The master landscape photographer Ansel Adams believes in the art of visualization. What are the visualizing elements you look for when composing a landscape image?
I think when Ansel Adams talked about the art of visualization he was referring to the visual elements that make your image unique, right? For me, I’m happy when my images can tell a story or give you a better sense of the place. I don’t want to just take a nice photo. Some photographers won’t agree with this, but I actually like to include people in my landscapes for a sense of scale.
Yes, we agree with Adams’ concept of visualization in photography. So, as a photographer, what are your thoughts when a scenery of nature gets translated into a photograph?

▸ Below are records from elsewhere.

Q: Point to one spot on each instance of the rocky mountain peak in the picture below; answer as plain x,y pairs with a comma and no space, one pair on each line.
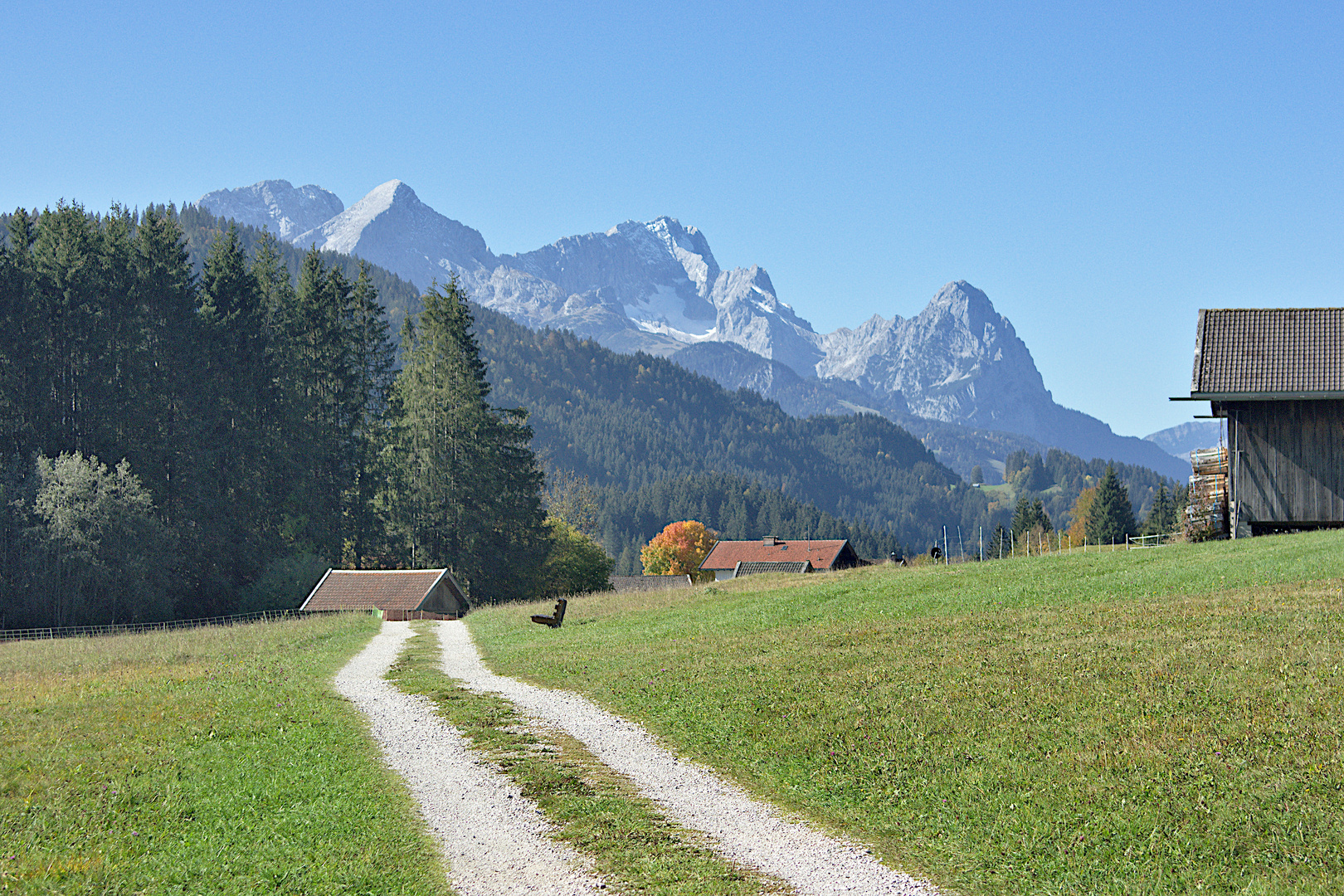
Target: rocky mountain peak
275,204
689,247
378,229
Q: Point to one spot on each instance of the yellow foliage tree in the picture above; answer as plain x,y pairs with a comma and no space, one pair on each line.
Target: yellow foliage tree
1079,514
679,550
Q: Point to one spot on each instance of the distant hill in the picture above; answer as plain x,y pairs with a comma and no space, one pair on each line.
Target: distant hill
1183,438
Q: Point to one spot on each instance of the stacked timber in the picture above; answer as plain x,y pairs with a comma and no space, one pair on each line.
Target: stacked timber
1205,518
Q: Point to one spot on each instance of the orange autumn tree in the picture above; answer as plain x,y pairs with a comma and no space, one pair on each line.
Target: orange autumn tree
1082,507
679,550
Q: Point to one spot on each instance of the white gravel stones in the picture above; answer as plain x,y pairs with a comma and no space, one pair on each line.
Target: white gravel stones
494,841
746,830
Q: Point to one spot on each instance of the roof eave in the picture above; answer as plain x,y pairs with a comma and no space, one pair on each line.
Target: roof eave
1261,397
314,589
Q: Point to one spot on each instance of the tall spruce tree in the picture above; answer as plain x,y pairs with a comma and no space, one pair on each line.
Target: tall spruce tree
1110,516
374,359
318,371
468,486
236,414
1163,516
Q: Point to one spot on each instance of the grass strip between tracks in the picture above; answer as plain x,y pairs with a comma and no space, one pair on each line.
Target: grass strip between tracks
1142,722
598,811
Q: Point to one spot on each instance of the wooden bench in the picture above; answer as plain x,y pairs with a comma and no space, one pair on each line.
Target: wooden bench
557,620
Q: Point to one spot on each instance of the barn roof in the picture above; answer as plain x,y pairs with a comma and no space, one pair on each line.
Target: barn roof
368,589
1269,353
747,567
821,555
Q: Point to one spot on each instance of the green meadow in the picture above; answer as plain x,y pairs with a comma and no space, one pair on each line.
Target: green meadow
212,761
1142,722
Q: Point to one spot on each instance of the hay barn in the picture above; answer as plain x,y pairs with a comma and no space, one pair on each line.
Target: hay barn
1277,377
401,594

Nature is always amazing to me. When I see a great landscape photograph I think it’s great because it’s captured that sense of awe I feel when I’m in a spectacular place.
What’s the favorite photograph you took from your trip to South Island?
That’s a hard question! But I was very happy with some of my images from Mt Cook, because I think I managed to capture the sense of scale I mentioned before.
Lastly, before we part, what’s next for you? Do you have any place in mind for your next photowalk/travel photography?
I’d love to do another South Island road trip, this time around the top half of the island. It’s winter here now so there will be more snow on the mountains, and I’ve heard about a magical waterfall in Kaikoura where baby seals come to play during the colder months.. either that or I’d love to go somewhere warm! Maybe Tropical North Queensland or Fiji!